The Second Circuit determined that the condition failed on both counts. First, the Court ruled that the condition was impermissibly vague because “people of common intelligence (or, for that matter, of high intelligence) would find it impossible to agree on the proper application of a release condition triggered by entry into a ‘significant romantic relationship,’” noting the varying definitions of such relationships offered by The Marriage of Figaro, Mansfield Park,* and When Harry Met Sally.

The Second Circuit further held, albeit in a less entertaining manner, that the condition was not reasonably related to the purposes of sentencing, in that there was no indication in the record that Reeves was a threat to any romantic partner or a predator towards children, and the condition did not serve a rehabilitative purpose.

*While I would not go so far as to suggest that the parties seek rehearing on this point, my personal view is that Emma would have been a better choice from the Jane Austen oeuvre. See also, e.g., Clueless (Paramount Pictures 1995).

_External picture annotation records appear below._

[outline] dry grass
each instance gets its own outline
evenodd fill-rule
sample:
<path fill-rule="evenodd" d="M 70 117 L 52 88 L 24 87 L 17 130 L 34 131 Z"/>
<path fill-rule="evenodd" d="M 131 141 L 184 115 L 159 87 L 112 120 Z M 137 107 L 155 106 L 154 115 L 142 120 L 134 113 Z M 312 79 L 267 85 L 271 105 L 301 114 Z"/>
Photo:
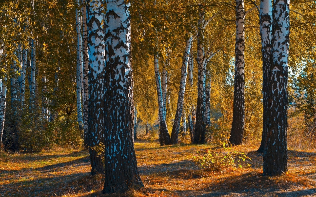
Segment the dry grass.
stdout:
<path fill-rule="evenodd" d="M 210 145 L 160 147 L 156 141 L 142 141 L 135 143 L 135 148 L 145 188 L 111 196 L 316 195 L 316 153 L 311 152 L 289 151 L 288 173 L 269 177 L 261 176 L 262 156 L 255 152 L 257 147 L 250 145 L 233 149 L 248 153 L 251 167 L 213 172 L 199 169 L 191 161 L 197 150 L 213 148 Z M 86 150 L 1 154 L 0 196 L 103 196 L 100 176 L 89 175 Z"/>

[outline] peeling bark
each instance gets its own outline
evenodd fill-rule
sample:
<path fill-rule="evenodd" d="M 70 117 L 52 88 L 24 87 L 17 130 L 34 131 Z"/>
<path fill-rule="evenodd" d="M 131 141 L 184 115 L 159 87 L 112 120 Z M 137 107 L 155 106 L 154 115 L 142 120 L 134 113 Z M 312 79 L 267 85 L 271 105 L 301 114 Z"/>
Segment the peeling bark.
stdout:
<path fill-rule="evenodd" d="M 272 64 L 269 81 L 268 132 L 263 153 L 263 174 L 288 170 L 288 92 L 289 0 L 274 0 Z"/>
<path fill-rule="evenodd" d="M 131 16 L 125 0 L 107 0 L 104 78 L 105 173 L 102 193 L 144 186 L 133 140 L 135 106 L 131 61 Z"/>
<path fill-rule="evenodd" d="M 174 121 L 172 127 L 171 132 L 171 144 L 176 144 L 179 143 L 178 140 L 179 131 L 180 130 L 180 121 L 182 116 L 183 102 L 184 101 L 184 94 L 185 91 L 186 77 L 187 74 L 190 50 L 192 43 L 192 35 L 186 41 L 186 44 L 183 55 L 182 67 L 181 67 L 181 78 L 180 79 L 180 87 L 178 96 L 177 110 L 174 117 Z"/>
<path fill-rule="evenodd" d="M 229 142 L 242 143 L 245 130 L 245 16 L 244 0 L 236 0 L 236 42 L 233 123 Z"/>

Wednesday, January 6, 2010

Mohawk Industries-U.S. Supreme Court prohibits interlocutory appeals of discovery orders piercing attorney-client privilege

By Gary Beaver

On December 8, 2009, in Mohawk Industries, Inc. v. Carpenter, the U.S. Supreme Court (in Justice Sotomayor's first opinion) restricted the methods by which an appellant could have the federal appellate courts immediately review a discovery order through which a federal district court overrules the appellant's claim of attorney-client privilege as a basis for withholding discovery information and orders the production of such information. The appeal in Mohawk was taken under the collateral order doctrine of 28 U.S.C. Section 1291 -- an avenue that is now unavailable for interlocutory appeal of such prejudgment discovery orders. In essence, the Mohawk Court held that discovery orders piercing the attorney-client privilege would not imperil "a substantial public interest" or "some particular value of a high order" -- the usual tests for allowing interlocutory appeal of a collateral order. The Court noted that there are other methods of making an interlocutory appeal of a discovery order including: (1) obtaining the district court's certification and appellate court's acceptance of a "controlling question of law" the prompt resolution of which "may materially advance the ultimate termination of the litigation;" (2)petitioning for a writ of mandamus; (3) defying the order and being held in contempt as contempt orders are immediately appealable if the level of a criminal punishment; and (4) defying the order and having your pleadings or defenses stricken. Big dice to roll in using those last two methods.

It is not clear what, if any, impact the ruling will have on state courts as the Mohawk appeal was taken under a federal statute. However, the logic of the Court likely could be applied by state appellate courts. The question of "would be applied" is more difficult to answer. In North Carolina, the Court of Appeals has not shown any reluctance to dismiss appeals of decisions on discovery issues because they are interlocutory and do not deprive an appellant of a substantial right that would be lost unless immediately reviewed. However, there is a line of precedents holding that interlocutory discovery orders like that in Mohawk requiring a party to produce to the opposing party material purportedly protected by attorney-client privilege and/or attorney work product immunity are immediately appealable. The N.C. Court of Appeals rarely dismisses such an appeal. It dismissed such an appeal in Stevenson v. Long, 558 S.E.2d 215 (2002) but only because it concerned refusing to answer deposition questions and the appellant failed to provide the questions to the lower court for review and a decision on the application of the claimed privilege, i.e., the appellant did not carry its burden of showing the privilege applied. I would not expect the NC appellate courts to reject that line of cases and follow the Mohawk Court's lead any time soon.